<h1>3.4. Use Multiple Pilots</h1>

We have seen in the previous examples how an RP pilot acts as a container for multiple task executions. There is in principle no limit on how many of those pilots are used to execute a specific workload, and specifically, pilots don’t need to run on the same resource!

The below example demonstrates that. Instead of creating one pilot description, we here create one for any resource specified as command line parameter, no matter if those parameters point to the same resource targets or not.
The tasks are distributed over the created set of pilots according to some scheduling mechanism – section Selecting a Task Scheduler will discuss how an application can choose between different scheduling policies. The default policy used here is Round Robin.

<h2>3.4.1. Running the Example</h2>

We start by importing the radical.pilot module and initializing the reporter facility used for printing well formatted runtime and progress information.

In [None]:
import os
import sys

verbose  = os.environ.get('RADICAL_PILOT_VERBOSE', 'REPORT')
os.environ['RADICAL_PILOT_VERBOSE'] = verbose

import radical.pilot as rp
import radical.utils as ru

report = ru.Reporter(name='radical.pilot')
report.title('Getting Started (RP version %s)' % rp.version)

We will now import the dotenv module for fetching our environment variables. To create a new Session, you need to provide the URL of a MongoDB server which we will fetch from our .env file.

Another point to be noted is that in this example, we exemplarily start a pilot on local.localhost, and one on xsede.stampede:

In [None]:
from dotenv import load_dotenv
load_dotenv()

RADICAL_PILOT_DBURL = os.getenv("RADICAL_PILOT_DBURL")
os.environ['RADICAL_PILOT_DBURL'] = RADICAL_PILOT_DBURL
sys.argv.append('local.localhost')
sys.argv.append('xsede.stampede')

if len(sys.argv) >= 2  : resources = sys.argv[1:]
else                   : resources = ['local.localhost']
session = rp.Session()

All other pilot code is now tried/excepted. If an exception is caught, we can rely on the session object to exist and be valid, and we can thus tear the whole RP stack down via a <i>'session.close()'</i> call in the <i>'finally'</i> clause.

In [None]:
try:

    # read the config used for resource details
    report.info('read config')
    config = ru.read_json('../config.json')
    report.ok('>>ok\n')

    report.header('submit pilots')

    # Add a Pilot Manager. Pilot managers manage one or more Pilots.
    pmgr = rp.PilotManager(session=session)

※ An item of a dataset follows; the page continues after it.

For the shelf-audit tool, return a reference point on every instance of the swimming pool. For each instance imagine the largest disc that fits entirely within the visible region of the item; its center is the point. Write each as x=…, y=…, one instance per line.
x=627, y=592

    # Define an [n]-core local pilot that runs for [x] minutes
    # Here we use a dict to initialize the description object
    pdescs = list()
    for resource in resources:
        pd_init = {
                   'resource'      : resource,
                   'runtime'       : 15,  # pilot runtime (min)
                   'exit_on_error' : True,
                   'project'       : config[resource].get('project', None),
                   'queue'         : config[resource].get('queue', None),
                   'access_schema' : config[resource].get('schema', None),
                   'cores'         : config[resource].get('cores', 1),
                   'gpus'          : config[resource].get('gpus', 0),
                  }
        pdescs.append(rp.PilotDescription(pd_init))

    # Launch the pilots.
    pilots = pmgr.submit_pilots(pdescs)


    for gen in range(1):

        report.header('submit tasks [%d]' % gen)

        # Register the Pilot in a TaskManager object.
        tmgr = rp.TaskManager(session=session)
        tmgr.add_pilots(pilots)

        # Create a workload of Tasks.
        # Each task reports the id of the pilot it runs on.

        n = 128   # number of tasks to run
        report.info('create %d task description(s)\n\t' % n)

        tds = list()
        for i in range(0, n):

            # create a new Task description, and fill it.
            # Here we don't use dict initialization.
            td = rp.TaskDescription()
            td.executable = '/bin/echo'
            td.arguments  = ['$RP_PILOT_ID']

            tds.append(td)
            report.progress()
        report.ok('>>ok\n')
        tasks = tmgr.submit_tasks(tds)
        report.header('gather results')
        tmgr.wait_tasks()

    report.info('\n')
    counts = dict()
    for task in tasks:
        out_str = task.stdout.strip()[:35]
        report.plain('  * %s: %s, exit: %3s, out: %s\n'
                % (task.uid, task.state[:4],
                    task.exit_code, out_str))
        if out_str not in counts:
            counts[out_str] = 0
        counts[out_str] += 1

    report.info("\n")
    for out_str in counts:
        report.info("  * %-20s: %3d\n" % (out_str, counts[out_str]))
    report.info("  * %-20s: %3d\n" % ('total', sum(counts.values())))


except Exception as e:
    # Something unexpected happened in the pilot code above
    report.error('caught Exception: %s\n' % e)
    raise

except (KeyboardInterrupt, SystemExit):
    # the callback called sys.exit(), and we can here catch the
    # corresponding KeyboardInterrupt exception for shutdown.  We also catch
    # SystemExit (which gets raised if the main threads exits for some other
    # reason).
    report.warn('exit requested\n')

finally:
    # always clean up the session, no matter if we caught an exception or
    # not.  This will kill all remaining pilots.
    report.header('finalize')
    session.close(cleanup=False)

report.header()